YAZI: ADNAN SARACOĞLU
Will Storr, gazeteciliğiyle yazarlığını birleştirip anlatmanın, anlatarak merakta bırakma ve merakı doyurmanın peşine düşüyor. Bilimi kutsal ve ciddi, hikayeyi sarsak ve uyduruk diye yaftaladığımızda gözden kaçırdıklarımızı bir bir önümüze seriyor.
Hikaye ve masalın küçültücü anlamlarıyla kullanıldığı sosyal hayatın içinde debelenip dururken insan olarak en ama en önemli etkinliğimizin hikaye anlatmak, masal dinlemek, anlatılanı dinleyip mayalayıp gerçeğin üzerine iliştirmek olduğunu kimlere diyelim? Demeyelim de ne edelim, bu bilgiyle şişip şişip patlayalım mı?
Belki de patlamayalım diye kaleme alınmış “Hikâye Anlatıcılığının Bilimi” kitabı. Will Storr, gazeteciliğiyle yazarlığını birleştirip anlatmanın, anlatarak merakta bırakma ve merakı doyurmanın peşine düşüyor. Akademik metinlerin boğuculuğundan, popüler olanın sığlığından ötede rahat anlaşılır, bol analizli, kuramdan örnek metne sek sek sekerek, okuru gayriresmi atölyesinin paydaşı kılarak hikayeyi bilimleştiriyor. Bilimi kutsal ve ciddi, hikayeyi sarsak ve uyduruk diye yaftaladığımızda gözden kaçırdığımız şeyi daha ilk satırlarda vurguluyor Storr; hikaye anlatımı ile ilgili söylenenlerle sinirbilimcilerin, psikologların zihnin işleyişi ile ilgili söyledikleri büyük ölçüde örtüşüyor.

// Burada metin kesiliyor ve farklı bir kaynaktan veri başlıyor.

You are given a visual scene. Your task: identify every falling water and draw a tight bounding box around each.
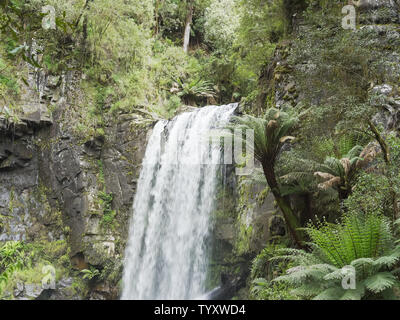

Dört kocaman bölümün ilkinde, insan zihnine odaklanılıyor. Beyin o ihtişamlı hikayeleri nasıl uyduruyor, kendisinin de parçası olduğu dünyanın ve muhtemel dünyaların içinde nasıl maharetle dolaşıyor, hayatta kalmak üzere evrimleşen zihin ihtiyacı kadar merakı süzüp dışarıya nasıl aktarıyor, onu görüyoruz. Görmek demişken renk, (renk bir yalandır) boyut vs. şeylerin de kurgudan ibaret olduğunu, kültürel kodlar içinde biçimlendiğini hatırlatıyor yazar. İki mavi gören Rusların sekiz renkli gökkkuşaklarına özenmeden edemiyoruz.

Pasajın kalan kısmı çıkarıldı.